On returning home I was still quite ill ,but slowly ,as I entered my teens the worst of it went away ,and I became a strong swimmer , enjoyed playing competitive football ,and took up jogging from the age of 17 years till I was fifty when knee injuries ,and not my lungs stopped me. The Asthma has always been with me ,but the inhalers keep it away .
No doubt I'll add more memories when they come back to me ,perhaps a TV Company could take us all back , and make a programme about our experiences
 

kim_from_erdington

Brummie babby
My mother kept every letter that I wrote from Davos in an old Oxo tin, providing an interesting and sometimes embarrassing insight into the mind of a 10 year old Brummie asthmatic.
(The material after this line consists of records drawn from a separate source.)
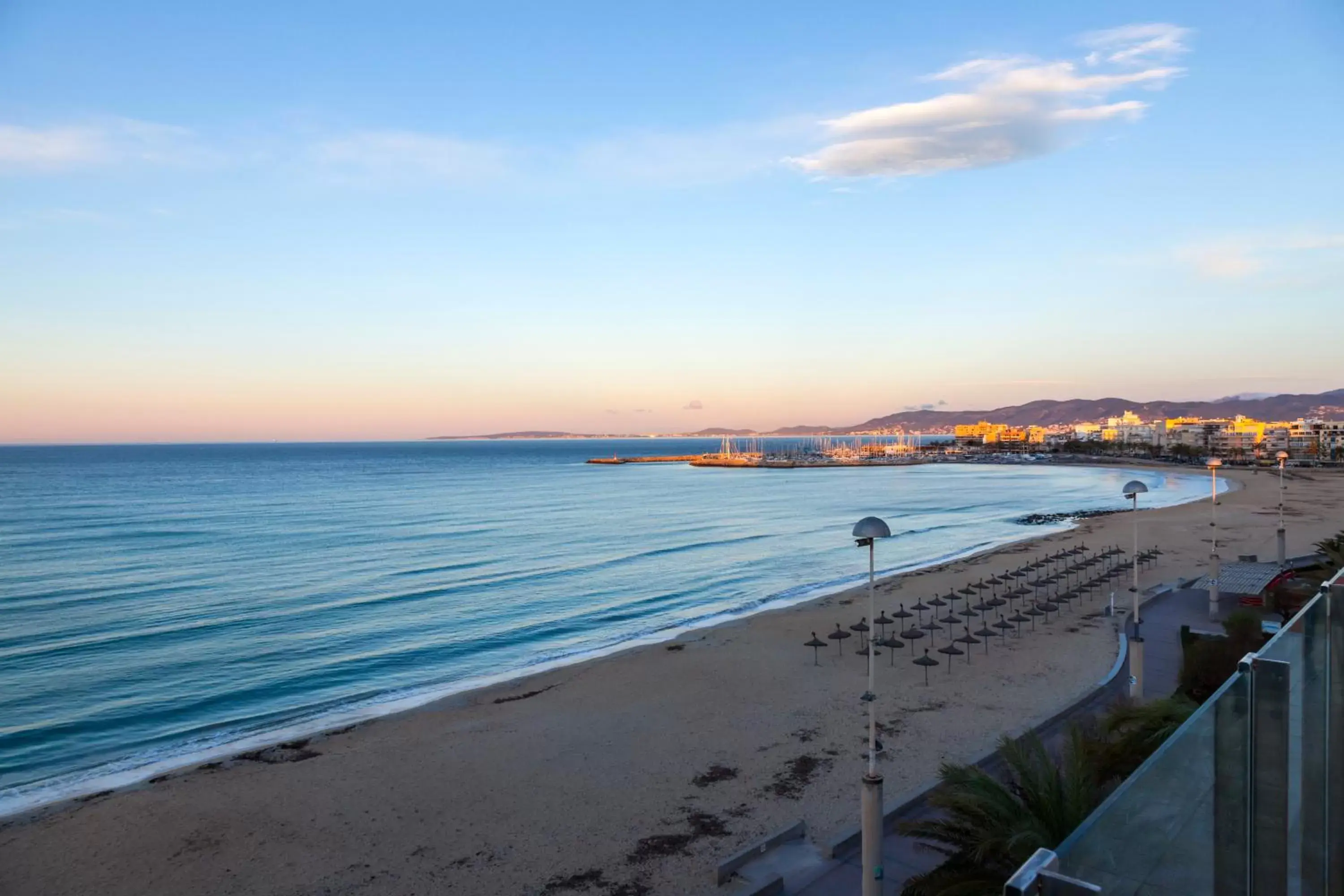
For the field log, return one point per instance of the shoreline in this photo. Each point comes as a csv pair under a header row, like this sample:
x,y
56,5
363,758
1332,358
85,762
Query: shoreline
x,y
638,770
95,785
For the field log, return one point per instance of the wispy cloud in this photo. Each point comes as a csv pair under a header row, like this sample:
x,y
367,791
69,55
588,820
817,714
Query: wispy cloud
x,y
1248,256
392,156
105,142
1008,108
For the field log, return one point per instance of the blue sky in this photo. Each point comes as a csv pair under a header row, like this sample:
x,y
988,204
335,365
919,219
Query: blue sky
x,y
390,221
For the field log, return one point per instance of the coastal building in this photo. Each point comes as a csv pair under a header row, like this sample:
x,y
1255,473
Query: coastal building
x,y
999,435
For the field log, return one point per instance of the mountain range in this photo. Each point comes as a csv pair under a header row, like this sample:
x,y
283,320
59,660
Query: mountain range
x,y
1043,413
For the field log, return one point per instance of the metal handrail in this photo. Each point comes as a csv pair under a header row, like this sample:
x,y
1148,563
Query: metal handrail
x,y
1039,875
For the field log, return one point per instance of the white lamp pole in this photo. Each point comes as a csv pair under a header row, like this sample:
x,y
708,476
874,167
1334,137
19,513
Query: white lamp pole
x,y
1214,562
866,531
1281,534
1136,644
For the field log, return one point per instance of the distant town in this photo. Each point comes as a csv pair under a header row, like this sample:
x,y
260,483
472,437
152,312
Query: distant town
x,y
1307,428
1238,439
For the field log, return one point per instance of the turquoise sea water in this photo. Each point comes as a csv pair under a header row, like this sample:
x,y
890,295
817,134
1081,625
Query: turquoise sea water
x,y
166,603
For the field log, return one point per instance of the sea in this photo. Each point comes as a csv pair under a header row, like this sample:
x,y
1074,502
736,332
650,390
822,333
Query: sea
x,y
163,605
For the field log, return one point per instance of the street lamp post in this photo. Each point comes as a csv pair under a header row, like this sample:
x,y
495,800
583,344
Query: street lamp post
x,y
866,531
1136,644
1283,534
1214,562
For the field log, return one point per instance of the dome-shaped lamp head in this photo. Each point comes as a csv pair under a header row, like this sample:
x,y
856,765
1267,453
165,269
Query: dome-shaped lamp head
x,y
869,528
1133,488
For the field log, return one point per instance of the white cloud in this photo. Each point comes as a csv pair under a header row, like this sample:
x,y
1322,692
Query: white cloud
x,y
104,142
1011,108
401,155
1245,257
1129,109
1136,45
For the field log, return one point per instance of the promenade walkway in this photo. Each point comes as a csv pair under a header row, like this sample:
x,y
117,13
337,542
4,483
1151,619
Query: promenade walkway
x,y
807,874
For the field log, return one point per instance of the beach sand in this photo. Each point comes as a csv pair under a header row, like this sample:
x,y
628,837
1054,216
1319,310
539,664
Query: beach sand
x,y
629,774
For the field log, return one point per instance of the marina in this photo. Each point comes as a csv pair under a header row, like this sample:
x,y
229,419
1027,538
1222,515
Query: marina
x,y
814,452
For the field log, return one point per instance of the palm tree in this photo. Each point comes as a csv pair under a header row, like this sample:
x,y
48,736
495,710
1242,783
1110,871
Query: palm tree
x,y
1334,550
1129,732
991,827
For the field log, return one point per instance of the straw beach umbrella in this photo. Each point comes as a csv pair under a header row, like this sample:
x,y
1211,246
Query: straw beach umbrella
x,y
987,633
816,644
883,622
925,661
893,645
838,636
968,640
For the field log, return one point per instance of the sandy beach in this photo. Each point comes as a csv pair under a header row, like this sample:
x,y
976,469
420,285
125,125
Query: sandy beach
x,y
629,774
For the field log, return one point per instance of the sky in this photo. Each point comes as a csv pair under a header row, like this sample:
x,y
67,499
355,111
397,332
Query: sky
x,y
385,221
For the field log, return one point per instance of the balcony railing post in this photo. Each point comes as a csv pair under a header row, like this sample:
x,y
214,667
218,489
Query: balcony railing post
x,y
1334,837
1271,680
1314,825
1233,788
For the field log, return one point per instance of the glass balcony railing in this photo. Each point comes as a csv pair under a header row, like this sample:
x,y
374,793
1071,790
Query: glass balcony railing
x,y
1244,800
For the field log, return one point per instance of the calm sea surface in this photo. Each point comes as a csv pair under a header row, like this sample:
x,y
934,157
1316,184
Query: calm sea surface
x,y
163,603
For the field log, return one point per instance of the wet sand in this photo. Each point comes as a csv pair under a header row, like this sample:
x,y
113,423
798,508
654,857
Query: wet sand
x,y
629,774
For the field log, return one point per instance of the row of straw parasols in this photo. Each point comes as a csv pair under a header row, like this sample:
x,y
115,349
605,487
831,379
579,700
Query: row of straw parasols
x,y
1050,583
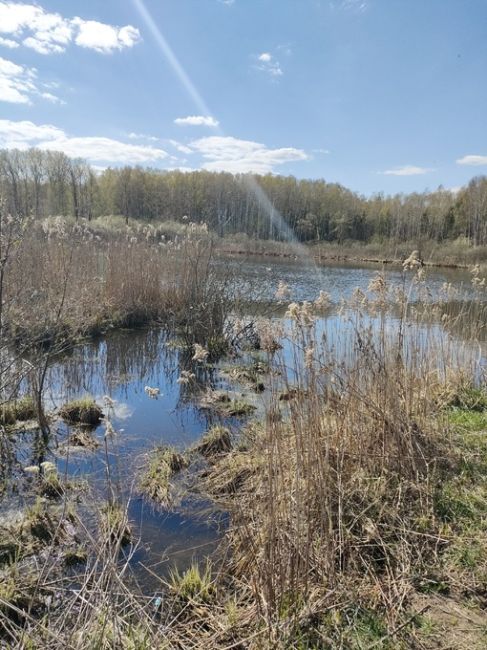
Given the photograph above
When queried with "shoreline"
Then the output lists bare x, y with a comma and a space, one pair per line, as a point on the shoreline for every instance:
341, 258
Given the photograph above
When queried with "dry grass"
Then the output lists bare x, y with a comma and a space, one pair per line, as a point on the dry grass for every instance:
353, 507
65, 280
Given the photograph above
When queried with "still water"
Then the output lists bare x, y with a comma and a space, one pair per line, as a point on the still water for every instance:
121, 364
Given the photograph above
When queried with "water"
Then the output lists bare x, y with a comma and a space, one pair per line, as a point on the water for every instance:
124, 362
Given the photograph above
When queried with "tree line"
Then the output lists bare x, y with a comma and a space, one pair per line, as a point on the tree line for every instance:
44, 183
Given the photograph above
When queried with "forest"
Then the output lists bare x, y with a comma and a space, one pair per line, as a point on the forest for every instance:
43, 183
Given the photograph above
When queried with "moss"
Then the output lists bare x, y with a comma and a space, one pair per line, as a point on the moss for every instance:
81, 411
163, 464
216, 441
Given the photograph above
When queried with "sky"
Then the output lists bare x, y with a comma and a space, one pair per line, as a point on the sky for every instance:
378, 95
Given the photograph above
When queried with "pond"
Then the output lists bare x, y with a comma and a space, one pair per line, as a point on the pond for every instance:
123, 363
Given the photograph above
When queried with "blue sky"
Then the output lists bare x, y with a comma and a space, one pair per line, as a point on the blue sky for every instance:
379, 95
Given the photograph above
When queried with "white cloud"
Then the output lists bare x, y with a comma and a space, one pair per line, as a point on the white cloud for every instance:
182, 148
268, 63
24, 134
358, 6
142, 136
474, 160
18, 84
104, 38
7, 42
197, 120
407, 170
241, 156
49, 33
52, 98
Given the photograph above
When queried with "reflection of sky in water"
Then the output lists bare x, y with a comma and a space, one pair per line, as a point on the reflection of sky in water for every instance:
124, 362
339, 280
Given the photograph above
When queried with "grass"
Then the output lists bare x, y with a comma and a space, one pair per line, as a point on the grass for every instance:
114, 526
225, 405
195, 584
216, 441
17, 411
163, 464
356, 508
82, 411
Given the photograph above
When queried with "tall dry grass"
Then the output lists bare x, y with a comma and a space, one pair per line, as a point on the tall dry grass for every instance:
66, 280
333, 498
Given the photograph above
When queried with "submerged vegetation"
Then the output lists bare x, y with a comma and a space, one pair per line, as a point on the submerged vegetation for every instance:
162, 465
356, 504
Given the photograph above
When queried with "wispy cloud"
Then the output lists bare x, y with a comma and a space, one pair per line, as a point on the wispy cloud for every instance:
182, 148
197, 120
8, 42
25, 134
50, 33
241, 156
269, 64
358, 6
473, 159
408, 170
19, 84
142, 136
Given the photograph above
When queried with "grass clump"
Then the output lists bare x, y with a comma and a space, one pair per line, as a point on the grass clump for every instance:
114, 525
82, 411
163, 464
193, 585
216, 441
226, 406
When I can find some time I will try to add some edited highlights here.

The two nurses who lived in the adjacent nurses home and who looked after me where called Schwester Jolanda and Schwester Hildegard. I loved them dearly although Schwester Hildegard was a bit frightening as she had a metal pin protruding from both sides of her ankle after she broke it skiing.
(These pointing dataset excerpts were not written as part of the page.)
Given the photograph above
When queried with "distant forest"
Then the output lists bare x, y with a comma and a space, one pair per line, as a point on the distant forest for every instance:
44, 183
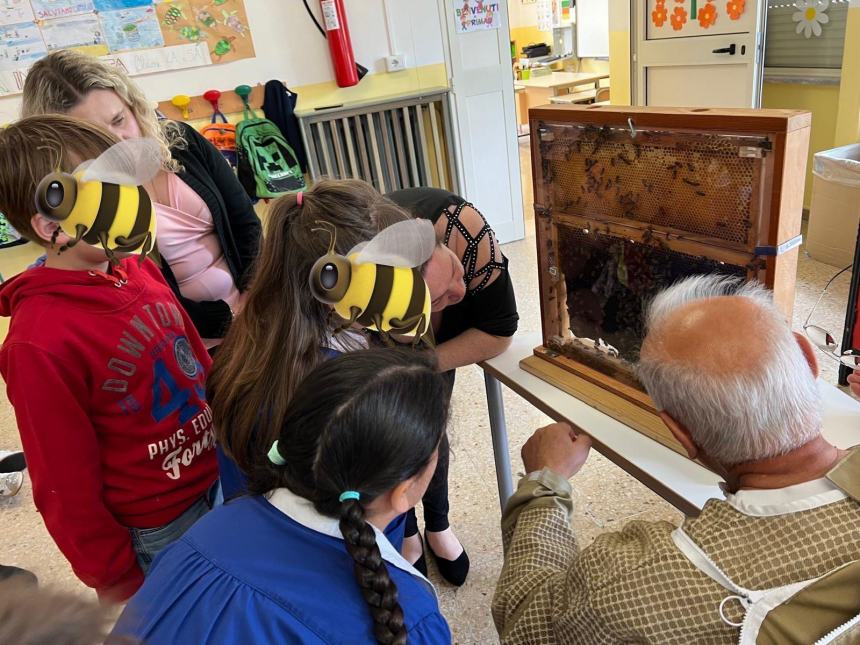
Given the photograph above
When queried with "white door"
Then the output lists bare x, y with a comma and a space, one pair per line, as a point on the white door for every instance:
478, 57
698, 53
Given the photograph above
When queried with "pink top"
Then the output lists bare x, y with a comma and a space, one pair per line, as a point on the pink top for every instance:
188, 241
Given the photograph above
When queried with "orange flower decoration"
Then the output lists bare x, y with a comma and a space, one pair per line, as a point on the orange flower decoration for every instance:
678, 18
659, 14
735, 8
707, 15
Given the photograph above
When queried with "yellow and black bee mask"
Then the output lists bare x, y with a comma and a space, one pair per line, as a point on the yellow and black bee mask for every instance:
103, 201
378, 284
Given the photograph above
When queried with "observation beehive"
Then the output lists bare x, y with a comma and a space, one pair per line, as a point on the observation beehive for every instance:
628, 201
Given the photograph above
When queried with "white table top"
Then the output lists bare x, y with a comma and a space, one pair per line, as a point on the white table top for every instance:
560, 80
682, 482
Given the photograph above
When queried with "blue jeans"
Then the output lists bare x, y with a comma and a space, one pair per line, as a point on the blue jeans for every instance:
148, 543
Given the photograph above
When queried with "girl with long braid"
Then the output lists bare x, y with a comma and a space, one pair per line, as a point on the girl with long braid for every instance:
303, 558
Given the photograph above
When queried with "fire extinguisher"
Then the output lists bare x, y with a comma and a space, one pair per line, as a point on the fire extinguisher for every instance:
347, 71
337, 34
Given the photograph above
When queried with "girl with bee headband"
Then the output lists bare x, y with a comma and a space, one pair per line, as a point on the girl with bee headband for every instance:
208, 232
357, 446
284, 331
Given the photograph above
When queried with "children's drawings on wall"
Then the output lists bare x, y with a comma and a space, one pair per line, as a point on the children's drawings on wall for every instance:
149, 61
141, 36
13, 12
113, 5
223, 25
60, 8
21, 45
135, 28
810, 15
477, 15
682, 18
82, 32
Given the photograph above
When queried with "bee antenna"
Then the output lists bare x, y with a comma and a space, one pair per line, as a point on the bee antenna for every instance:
327, 227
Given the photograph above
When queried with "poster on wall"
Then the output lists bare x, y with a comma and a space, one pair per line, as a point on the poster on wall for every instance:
135, 28
139, 36
544, 15
222, 25
21, 45
60, 8
682, 18
15, 11
477, 15
83, 32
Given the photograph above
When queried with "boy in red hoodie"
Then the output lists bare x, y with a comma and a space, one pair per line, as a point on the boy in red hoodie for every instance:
106, 374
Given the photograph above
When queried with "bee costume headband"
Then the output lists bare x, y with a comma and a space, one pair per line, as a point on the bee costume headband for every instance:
378, 284
103, 201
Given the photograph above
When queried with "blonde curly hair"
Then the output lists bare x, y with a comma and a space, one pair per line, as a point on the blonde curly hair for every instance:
61, 80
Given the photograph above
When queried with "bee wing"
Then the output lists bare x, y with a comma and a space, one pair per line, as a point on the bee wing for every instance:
405, 244
131, 162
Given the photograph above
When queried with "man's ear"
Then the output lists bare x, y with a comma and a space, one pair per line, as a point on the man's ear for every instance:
808, 352
46, 228
681, 434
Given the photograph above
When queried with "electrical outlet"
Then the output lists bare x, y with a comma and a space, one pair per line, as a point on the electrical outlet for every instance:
395, 62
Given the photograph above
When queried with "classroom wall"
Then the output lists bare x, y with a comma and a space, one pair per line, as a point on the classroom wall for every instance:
848, 114
619, 52
835, 108
290, 48
822, 101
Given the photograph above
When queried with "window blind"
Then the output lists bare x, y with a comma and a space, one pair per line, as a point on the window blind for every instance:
784, 47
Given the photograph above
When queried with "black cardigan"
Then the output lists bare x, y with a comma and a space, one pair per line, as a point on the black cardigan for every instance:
236, 224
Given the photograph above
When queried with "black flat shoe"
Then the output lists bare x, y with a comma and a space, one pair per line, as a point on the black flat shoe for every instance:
454, 571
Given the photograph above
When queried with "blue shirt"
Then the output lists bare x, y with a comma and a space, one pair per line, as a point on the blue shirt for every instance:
270, 571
I remember being weighed once a week, which was an occasion of much jollity, I remember one of the boys hiding a steel weight under his pajamas to earn astonished approval from whichever sister was weighing that week.
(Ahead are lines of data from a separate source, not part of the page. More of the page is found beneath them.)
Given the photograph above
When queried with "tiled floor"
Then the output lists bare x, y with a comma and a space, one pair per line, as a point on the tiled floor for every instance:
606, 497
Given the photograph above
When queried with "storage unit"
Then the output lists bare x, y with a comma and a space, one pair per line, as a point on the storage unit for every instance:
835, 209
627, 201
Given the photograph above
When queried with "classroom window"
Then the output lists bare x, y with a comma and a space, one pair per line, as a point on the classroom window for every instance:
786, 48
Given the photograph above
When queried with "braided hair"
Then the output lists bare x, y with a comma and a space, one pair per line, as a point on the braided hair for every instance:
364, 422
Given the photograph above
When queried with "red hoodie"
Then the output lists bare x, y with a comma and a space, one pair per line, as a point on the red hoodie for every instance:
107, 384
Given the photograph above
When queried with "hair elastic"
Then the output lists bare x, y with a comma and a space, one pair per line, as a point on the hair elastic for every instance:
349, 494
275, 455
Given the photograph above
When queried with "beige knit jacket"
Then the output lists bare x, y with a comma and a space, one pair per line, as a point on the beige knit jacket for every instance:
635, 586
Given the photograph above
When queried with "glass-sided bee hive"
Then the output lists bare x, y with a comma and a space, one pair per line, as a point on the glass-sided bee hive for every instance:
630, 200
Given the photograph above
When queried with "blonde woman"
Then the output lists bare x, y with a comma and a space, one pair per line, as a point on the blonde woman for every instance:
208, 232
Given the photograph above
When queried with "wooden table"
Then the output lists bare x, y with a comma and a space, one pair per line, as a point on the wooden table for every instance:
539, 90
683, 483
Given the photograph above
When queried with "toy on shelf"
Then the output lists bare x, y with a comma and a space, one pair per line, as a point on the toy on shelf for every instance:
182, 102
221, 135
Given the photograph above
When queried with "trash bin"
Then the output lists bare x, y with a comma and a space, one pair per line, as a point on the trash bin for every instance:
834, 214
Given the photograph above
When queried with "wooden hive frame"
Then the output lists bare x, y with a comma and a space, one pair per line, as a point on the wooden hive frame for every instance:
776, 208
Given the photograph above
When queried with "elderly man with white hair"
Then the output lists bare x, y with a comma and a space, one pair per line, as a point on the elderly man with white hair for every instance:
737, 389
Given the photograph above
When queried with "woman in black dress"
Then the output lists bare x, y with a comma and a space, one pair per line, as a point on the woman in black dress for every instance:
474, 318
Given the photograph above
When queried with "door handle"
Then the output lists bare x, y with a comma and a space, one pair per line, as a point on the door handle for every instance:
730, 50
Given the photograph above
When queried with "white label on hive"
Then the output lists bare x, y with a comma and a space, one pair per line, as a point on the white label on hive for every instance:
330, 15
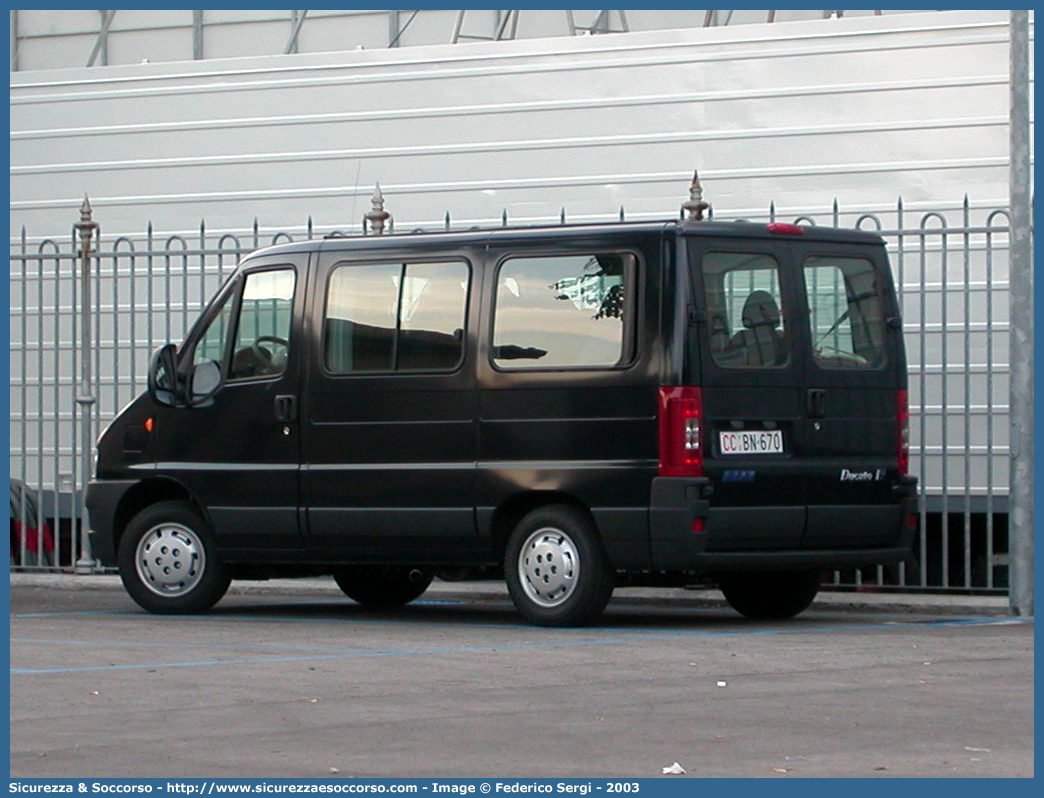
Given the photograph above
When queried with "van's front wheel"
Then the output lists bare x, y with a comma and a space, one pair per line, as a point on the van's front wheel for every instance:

Ii also remember the curious habit which we had of dashing into the room housing the dumb waiter from the kitchen and loudly claiming "first Konfitur" which then entitled you to be first to help yourself to jam when it was time for breakfast, but only if you got there first ... boys !
 

danishlock

New Member
Steve Hooper's memory of our morning cereal at Caselva, that muesli never to be matched by any since, and certainly not by those dessicated coloured cardboard chips marketed in Britain since the early 1970s, reminds me that we always called it Bircher-muesli. And there may be one place where it survived until quite recently, though I fear it's now too late. It was Dr. Max Bircher-Benner (died 1939) who created this breakfast meal for the patients of his clinic near Zurich; it was at first based on apples, with grains added, and only much later, in the 1950s, cream and sugar. His niece Dagmar Liechti-von Brasch continued to run the clinic until 1980; it closed in 1995. So I fear that the nearest approach we are ever likely to make to those blissful breakfasts may be in reading a recent biography of her, by Kathrin Barbara Zatti, appetisingly entitled _Dagmar Liechti-von Brasch: Between Bircher Muesli and a Philosophy of Life_. All this information is taken from an article in the latest SwissInfo news, whose website often provides solace for those of us who even after forty or fifty years still think of Davos as home. Here's the link: https://www.swissinfo.ch/eng/culture/Bircher_muesli_s_forgotten_champion.html?cid=28756136&ref=nl
 

swiss miss 1963

Brummie babby
I was just surfing around the Internet and I found this video which sadly talks about the "final" closure of the clinic in 2009 after 87 years. I am afraid it is in heavily accented Swiss German so it's hard to understand, but there are some tantalising glimpses of very familiar bits

Kim

https://www.tagesschau.sf.tv/Nachri...eiz/Alpine-Kinderklinik-Davos-muss-schliessen

just found this wonderful place.so sad to see this sanatorium close down.l was there from Jan 27th-28th Aug 1963.my name is Margaret Okey.l live in Birmingham.l was 13 yrs old when l went to Davos.l shared a room with Carole Robinson.she lived in Bolney Rd.l lost touch for quite a time then in 1974 l was on a radio programme radio birmingham and she was listening so we met up afew times,she had married and had a daughter fleur.her married name was Lawson,needless to say we lost touch many years ago.
l had a feature in Sunday Mercury a couple of years ago.it was all about Davos and how well l was at age 60!maybe some of you saw it?my married name is Quinn.from that l was put in touch with the Red Cross lady who took us to Davos in 63.her name is Mrs Gwen Anson.she phoned me and had quite a chat.she is in her 80's now.maybe someone remembers her?
l remember Miss Maggs the teacher.so many memories of Pro Juventute.hope to post more as l think about special moments.